Религия была высшей реальностью для него как для мальчика, так и для человека, приближающегося к скрытой цели. Его семья была квакерами, но в 1861 году он и его жена стали членами Церкви Англии, и именно под влиянием этой веры были написаны его книги. Естественно, его письма и запись его жизни много говорят о религиозных вопросах, но в одном отношении они разочаровывают. Было бы интересно узнать немного точнее природу его взглядов и шаги, которыми он перешел от одной формы веры к другой. Что беспокойство, сопровождавшее перемену, стоило ему дорого и на время подорвало его здоровье, мы знаем, и из его опубликованных сочинений легко предположить основную причину перемены, но более человеческий аспект борьбы, которую он пережил, все еще остается неясным.

Не изложено подробно и его отношение к трехсторонней путанице внутри самой Церкви. Почти кажется, что он жил в каком-то зачарованном уголке лона, в который отголоски этих ужасных слов «Широкая», «Высокая» и «Низкая» проникали лишь как приглушенное бормотание. Чтобы восполнить этот недостаток, я сам читал некоторую литературу об этом споре, и среди прочего серию способных статей о «Ритуалистском движении в Англиканской церкви», которые г-н Поль Тюро-Данжен только что опубликовал в «Revue des Deux Mondes». Впечатление, оставшееся у меня самого, было в высшей степени противоречивым и раздражающим. Человек неустанно трудится, чтобы узнать, о чем весь этот шум, и я полагаю, что никогда в этом мире не было проявлено более закоренелого и порочного проявления провинциализма. Перейти от этих споров к религиозному конфликту, который происходил во Франции в то же время, — значит поразительным образом узнать разницу между словами и идеями; и даже наш собственный любимый трансцендентальный шум в Конкорде по сравнению с Оксфордскими дебатами огромен и космополитичен по значимости. Вторжение одной идеи в эту безумную логомахию было бы явлением более ужасающим, чем появление обнаженного тела в лондонской гостиной, и не лишено забавной стороны то, что один из соратников Ньюмена, как говорят, боялся «преобладания интеллекта среди элементов характера и как руководства к жизни» у этого озадаченного апологета. Идеи не заметны нигде в английской литературе, меньше всего в ее религиозных книгах, и часто хочется распространить циничную шутку Бэджета как прикрытие для недостатков и здесь: глупость англичан — это спасение их литературы, так же как и их политики. Ибо справедливо будет добавить, что эта церковная битва, если и ничтожная в абстрактной мысли, была богата человеческим характером и определенным упрямым восприятием значимости традиционных форм; в основе своей это был спор о положении Церкви в сложной иерархии общества, и чистая религия была наименее важным фактором при рассмотрении.

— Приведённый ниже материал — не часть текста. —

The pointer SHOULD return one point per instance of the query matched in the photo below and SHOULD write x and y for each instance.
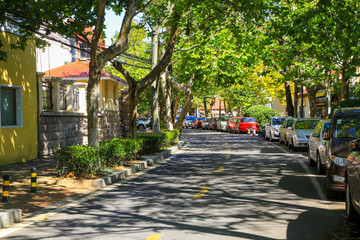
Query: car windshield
(248, 120)
(234, 120)
(306, 124)
(326, 127)
(277, 121)
(347, 127)
(224, 118)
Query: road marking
(201, 193)
(154, 237)
(220, 169)
(313, 180)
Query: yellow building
(18, 101)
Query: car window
(326, 128)
(248, 120)
(306, 124)
(277, 121)
(347, 127)
(233, 119)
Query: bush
(153, 142)
(79, 160)
(344, 104)
(261, 113)
(116, 151)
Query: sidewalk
(48, 192)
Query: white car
(299, 132)
(317, 146)
(272, 129)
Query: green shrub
(116, 151)
(345, 104)
(151, 142)
(79, 160)
(261, 113)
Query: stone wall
(65, 128)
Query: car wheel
(331, 194)
(351, 213)
(319, 166)
(310, 161)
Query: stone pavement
(49, 192)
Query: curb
(10, 216)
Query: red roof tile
(76, 70)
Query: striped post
(33, 180)
(6, 186)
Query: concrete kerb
(10, 216)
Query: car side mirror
(355, 145)
(315, 135)
(326, 136)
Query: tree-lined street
(219, 186)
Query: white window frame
(19, 109)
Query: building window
(84, 51)
(10, 106)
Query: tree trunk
(155, 86)
(186, 108)
(312, 90)
(289, 104)
(92, 102)
(133, 96)
(345, 92)
(167, 106)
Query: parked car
(344, 127)
(352, 182)
(205, 123)
(283, 131)
(212, 123)
(317, 145)
(261, 131)
(299, 132)
(230, 125)
(142, 123)
(245, 124)
(221, 123)
(187, 122)
(273, 127)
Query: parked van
(344, 127)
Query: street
(219, 186)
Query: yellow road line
(201, 193)
(220, 169)
(154, 237)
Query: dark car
(246, 124)
(344, 127)
(352, 181)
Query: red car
(230, 125)
(245, 124)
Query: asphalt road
(220, 186)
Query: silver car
(299, 132)
(222, 122)
(283, 131)
(317, 146)
(272, 129)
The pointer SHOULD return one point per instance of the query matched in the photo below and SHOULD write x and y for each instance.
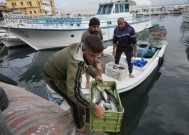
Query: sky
(67, 6)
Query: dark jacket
(126, 37)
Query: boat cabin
(111, 8)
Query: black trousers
(128, 53)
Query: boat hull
(12, 41)
(41, 39)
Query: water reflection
(135, 102)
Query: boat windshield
(105, 9)
(113, 8)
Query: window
(126, 7)
(30, 3)
(12, 4)
(109, 8)
(100, 9)
(121, 8)
(116, 8)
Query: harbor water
(159, 106)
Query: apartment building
(32, 7)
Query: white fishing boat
(53, 32)
(186, 16)
(11, 41)
(150, 56)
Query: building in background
(32, 7)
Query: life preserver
(3, 100)
(161, 61)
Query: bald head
(121, 23)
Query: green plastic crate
(112, 120)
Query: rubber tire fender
(7, 80)
(3, 100)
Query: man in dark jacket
(124, 40)
(94, 29)
(63, 73)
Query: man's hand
(98, 111)
(99, 78)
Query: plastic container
(112, 120)
(142, 49)
(111, 70)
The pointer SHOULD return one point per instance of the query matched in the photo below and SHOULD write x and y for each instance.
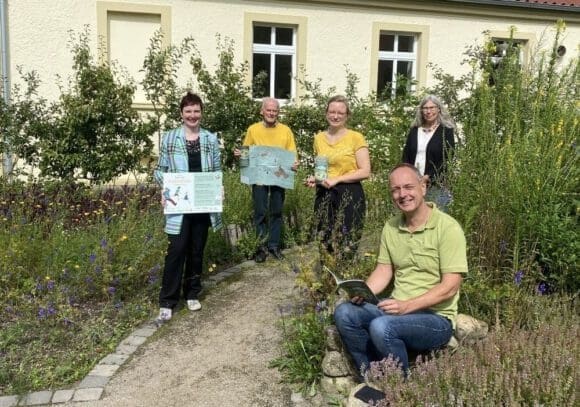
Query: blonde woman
(340, 200)
(429, 144)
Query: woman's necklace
(192, 135)
(431, 128)
(336, 135)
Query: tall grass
(516, 177)
(78, 270)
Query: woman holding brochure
(188, 148)
(342, 162)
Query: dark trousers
(268, 205)
(340, 211)
(184, 252)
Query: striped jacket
(173, 158)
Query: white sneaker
(193, 305)
(164, 314)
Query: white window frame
(397, 56)
(273, 49)
(300, 26)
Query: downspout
(7, 156)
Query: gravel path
(218, 356)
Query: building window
(503, 45)
(273, 61)
(397, 63)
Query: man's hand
(357, 300)
(393, 307)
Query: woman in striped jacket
(188, 148)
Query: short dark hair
(190, 99)
(409, 166)
(339, 99)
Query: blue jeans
(184, 260)
(268, 205)
(371, 335)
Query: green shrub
(516, 182)
(303, 349)
(511, 367)
(95, 133)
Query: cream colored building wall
(336, 35)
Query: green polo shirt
(420, 257)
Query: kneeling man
(423, 250)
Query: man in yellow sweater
(269, 199)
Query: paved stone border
(92, 387)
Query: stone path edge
(92, 387)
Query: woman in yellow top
(340, 200)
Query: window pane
(387, 42)
(405, 68)
(385, 77)
(282, 86)
(283, 36)
(406, 43)
(261, 75)
(262, 34)
(404, 76)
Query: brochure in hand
(354, 288)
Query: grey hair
(266, 100)
(408, 166)
(339, 99)
(444, 117)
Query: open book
(354, 288)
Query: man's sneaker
(260, 256)
(276, 253)
(193, 305)
(164, 314)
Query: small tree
(22, 122)
(161, 67)
(230, 108)
(95, 133)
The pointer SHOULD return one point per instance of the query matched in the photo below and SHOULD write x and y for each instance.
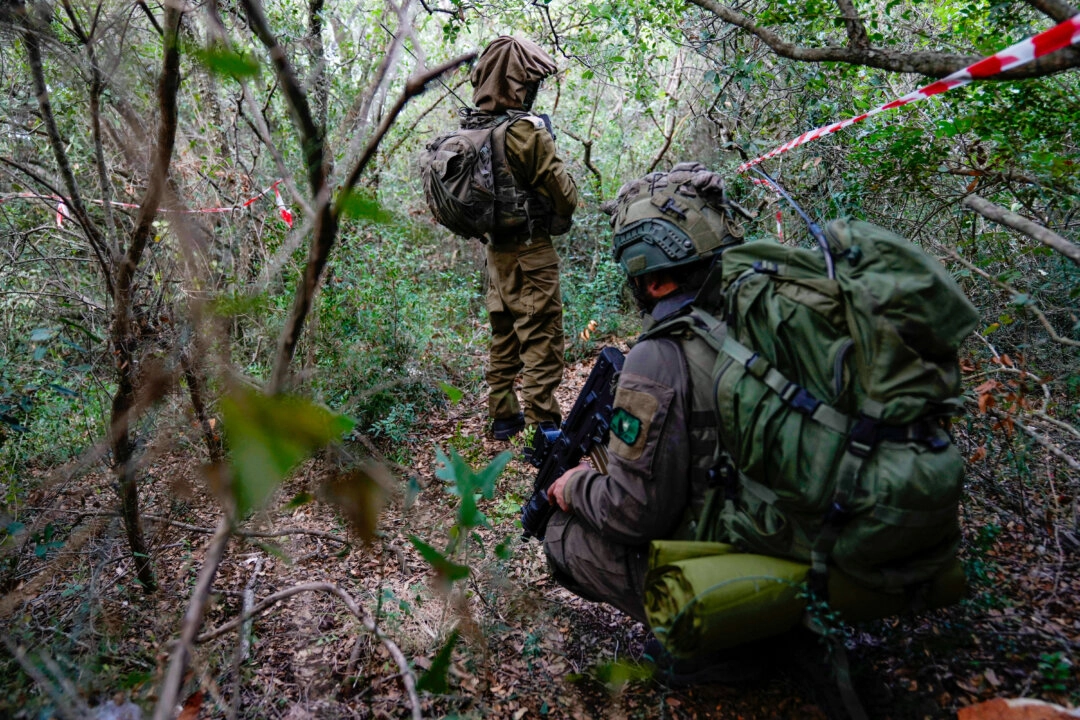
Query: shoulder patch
(625, 426)
(633, 416)
(537, 122)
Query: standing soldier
(524, 300)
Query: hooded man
(524, 300)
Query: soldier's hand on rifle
(555, 491)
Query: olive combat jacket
(662, 443)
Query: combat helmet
(664, 220)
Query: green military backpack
(470, 189)
(834, 388)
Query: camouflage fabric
(525, 309)
(657, 477)
(504, 70)
(524, 298)
(667, 219)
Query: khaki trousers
(525, 308)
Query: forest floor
(527, 648)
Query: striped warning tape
(1061, 36)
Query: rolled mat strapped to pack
(700, 596)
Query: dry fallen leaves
(1016, 709)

Два импульса, которые в действительности были одним, лежали в основе движения. Религия отставала от остальной жизни в том бурном пробуждении воображения, которое пришло с началом девятнадцатого века; она сохраняла всю сухость и безжизненное ханжество предыдущего поколения, которое отмечало едва ли не самую низкую стадию британского формализма. Энтузиазма любого рода боялись больше, чем греха. Возможно, первым широко признанным признаком перемены была публикация в 1827 году «Христианского года» Кебла, хотя «Объявление» к этой знаменитой книге не сулило поразительной революции. «Рядом со здравым правилом веры, — говорил автор, — нет ничего более важного, чем трезвый стандарт чувства в вопросах практической религии»; и, конечно, для того, кто читает эти мирные гимны сегодня, трезвость, кажется, сделала их своими. И все же их эффект, несомненно, заключался в том, чтобы привнести в Церковь и в созерцание церковников нечто от того энтузиазма, обученного теперь и подчиненного авторитету, который был достоянием неверующих и сектантов.

What sudden blaze of song

Spreads o'er the expanse of Heaven?

In waves of light it thrills along,

The angelic signal given—

"Glory to God!" from yonder central fire

Flows out the echoing lay beyond the starry choir;—

такие слова люди читают в гимне на Рождество, и они были взволнованы мыслью, что творческий пыл, который в течение двадцати лет горел в светских поэтах, был наконец поставлен на службу святилищу.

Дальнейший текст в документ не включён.